Als je op Terschelling doorrijdt richting Boschplaat en afslaat richting Wad, precies daar waar je Ameland in het vizier krijgt, vind je de wilde zeeaster. Op gympen hopt Flang Cupido over de natte kwelder en plukt voor ons smalle, stevige blaadjes. Ze smaken intens groen, alsof de hele fotosynthese zich ineens aan je openbaart. Spinazie in het kwadraat, maar dan met het klontje zoute boter er al bij in. Zeeaster vind je bij de visjuwelier onder de naam lamsoor. Lamsoor groeit ook langs de Waddenkust van Terschelling, maar is stomper van vorm en stugger. ‘Lamsoor ligt lekkerder in het gehoor, dat zal het wel zijn’, zegt Cupido. Als de zeeaster bloeit kleurt de hele kwelder paars, zoals de lavendelvelden in Zuid-Frankrijk. Hij wordt deze zomer geteeld in de zilte tuin bij Lies, initiatief van een eilander collectief waar Cupido een van de trekkers is. Meer uit de natuur eten brengt meer besef van die natuur, van de beschikbaarheid en van de kwetsbaarheid. Cupido: ‘Ik houd van de verbazende eenvoud van eten uit de natuur. De bermen staan hier vol met kraailook, de kust ligt vol heerlijke oesters, de weilanden staan vol paardenbloemen, heerlijk in gelei. Dat wil ik mensen laten proeven.’

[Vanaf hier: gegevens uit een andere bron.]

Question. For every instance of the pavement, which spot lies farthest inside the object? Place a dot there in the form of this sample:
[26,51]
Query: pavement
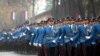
[13,54]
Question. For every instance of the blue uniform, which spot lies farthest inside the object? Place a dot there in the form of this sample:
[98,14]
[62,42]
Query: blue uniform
[40,36]
[49,36]
[97,32]
[90,35]
[82,34]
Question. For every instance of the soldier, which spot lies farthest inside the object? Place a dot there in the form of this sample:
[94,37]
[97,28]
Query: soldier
[89,37]
[83,35]
[97,35]
[39,39]
[49,36]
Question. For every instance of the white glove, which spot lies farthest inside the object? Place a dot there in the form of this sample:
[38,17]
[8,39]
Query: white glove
[40,45]
[71,39]
[24,34]
[87,37]
[93,43]
[35,44]
[32,34]
[29,43]
[60,37]
[28,28]
[54,41]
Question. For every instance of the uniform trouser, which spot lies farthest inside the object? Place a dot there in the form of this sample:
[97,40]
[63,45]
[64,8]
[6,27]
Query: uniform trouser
[98,48]
[57,50]
[69,49]
[62,50]
[89,50]
[40,51]
[84,51]
[52,51]
[78,51]
[94,52]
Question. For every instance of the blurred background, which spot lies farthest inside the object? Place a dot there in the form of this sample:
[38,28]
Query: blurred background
[15,12]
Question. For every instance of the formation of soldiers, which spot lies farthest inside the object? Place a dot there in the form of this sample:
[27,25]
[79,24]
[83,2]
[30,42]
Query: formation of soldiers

Flang Cupido – Hoorn, te Terschelling geboren en getogen – heeft in zijn paspoort de namen Willem Andries staan, maar iedereen kent hem bij zijn bijnaam. Hij is drievoudig wereldkampioen snertkoken, stichtte de roemruchte strandtent Heartbreak Hotel en geeft nu kookworkshops. Zijn culinaire Wadlooptocht is het meest geboekte arrangement: wildplukken van flora en fauna uit zee, en daarna met behulp van een fijn vuurtje de oogst bereiden. Over de dijk bij Lies vinden we zeeslakken, oesters en eetbare zeewieren als zee-eik en zeesla, veel gebruikt in Cupido’s pannen. Aan de eilander zijde van de dijk ligt een versgeploegd landje braak. Op het veldje komt deze zomer onder andere zeeaster, zoute melde, ijskruid en zeevenkel. IJskruid is een knapperig blad met een kristallen wolletje. Zeevenkel is de zilte variant van de knolvenkel, zoute melde de zoute zus van het – tevens eetbare – onkruid dat je vaak uit de tuin wiedt en zeekraal is bekend als dat sappige zoutbommetje.

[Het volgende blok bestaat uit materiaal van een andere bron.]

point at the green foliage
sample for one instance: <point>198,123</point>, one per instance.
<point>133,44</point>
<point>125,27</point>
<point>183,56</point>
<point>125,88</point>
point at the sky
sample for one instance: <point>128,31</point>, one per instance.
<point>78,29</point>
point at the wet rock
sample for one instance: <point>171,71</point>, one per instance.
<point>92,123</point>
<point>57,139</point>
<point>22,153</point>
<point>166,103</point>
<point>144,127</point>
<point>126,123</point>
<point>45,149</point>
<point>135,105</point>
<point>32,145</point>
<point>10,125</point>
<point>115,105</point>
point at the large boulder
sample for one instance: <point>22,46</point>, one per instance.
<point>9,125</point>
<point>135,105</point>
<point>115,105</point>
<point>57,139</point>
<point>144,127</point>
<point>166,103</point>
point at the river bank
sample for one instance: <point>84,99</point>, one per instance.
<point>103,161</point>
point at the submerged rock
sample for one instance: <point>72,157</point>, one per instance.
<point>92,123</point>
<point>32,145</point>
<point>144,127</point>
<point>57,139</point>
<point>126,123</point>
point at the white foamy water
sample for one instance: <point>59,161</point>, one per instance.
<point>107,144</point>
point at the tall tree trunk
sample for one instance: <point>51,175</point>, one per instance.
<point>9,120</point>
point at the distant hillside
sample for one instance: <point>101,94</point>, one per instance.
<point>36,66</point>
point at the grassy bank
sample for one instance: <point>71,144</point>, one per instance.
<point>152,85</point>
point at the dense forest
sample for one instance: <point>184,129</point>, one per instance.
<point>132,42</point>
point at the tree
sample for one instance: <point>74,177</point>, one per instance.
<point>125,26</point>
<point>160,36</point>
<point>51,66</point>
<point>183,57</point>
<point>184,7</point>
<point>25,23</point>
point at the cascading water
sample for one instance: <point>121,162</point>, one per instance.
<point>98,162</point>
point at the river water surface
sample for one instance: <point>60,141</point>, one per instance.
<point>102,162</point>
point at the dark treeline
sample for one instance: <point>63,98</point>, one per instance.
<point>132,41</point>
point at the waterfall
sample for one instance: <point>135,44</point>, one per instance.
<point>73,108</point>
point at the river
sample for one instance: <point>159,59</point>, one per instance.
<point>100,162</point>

Deze zomer wordt in het klein begonnen om uit te zoeken welke groenten het goed doen en welke het meest in de smaak vallen, om volgend jaar uit te breiden. Twee hectare staat er ter beschikking voor de tuin. De horeca van het eiland sprak zo massaal uit met deze groenten te willen werken, dat de Waddenacademie er voldoende heil in zag om een startsubsidie te verstrekken. Terschelling streeft ernaar in 2020 onafhankelijk van fossiele brandstoffen te zijn. ‘Ben ik helemaal voor’, zegt Cupido. ‘Drie windmolens en we zijn er. We moeten de wereld goed achterlaten, we kunnen niet anders.’ Maar zelfvoorzienend in voedsel, dat is het eiland voorlopig nog niet. ‘Er gebeurt wel steeds meer: eigen varkens, rundvlees, melk, kaas. Dat gebruik ik zelf ook zo veel mogelijk. En ik heb mijn eigen moestuin.’

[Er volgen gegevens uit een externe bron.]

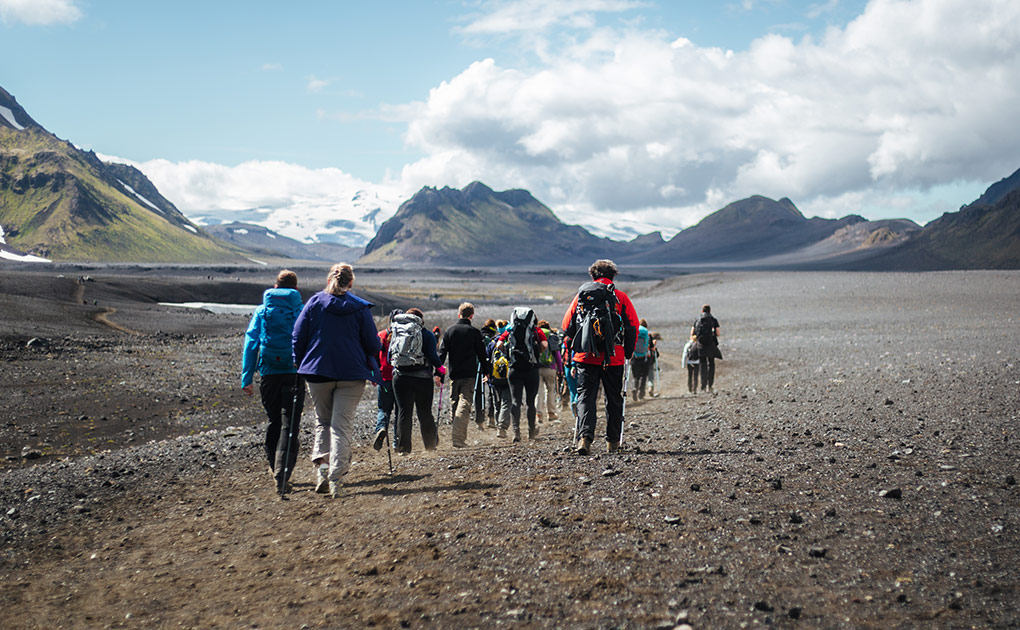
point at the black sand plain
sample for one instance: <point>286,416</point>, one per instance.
<point>856,467</point>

Helemaal nieuw is de teelt van zeegroenten niet. Aan de Friese waddenkust gebeurt het al en op Texel beproeft Marc van Rijsselberghe al langer zijn succes met zeegroenten. Met zijn ervaringen steunt hij de Terschellinger proeftuin. Cupido: ‘Het toerisme hier is ontstaan bij de boeren, die gasten ontvingen in het hooi en met hen gingen vissen, de zee ruiken en proeven. We zijn vergeten waar de bron ligt, daar wil ik naar terug.’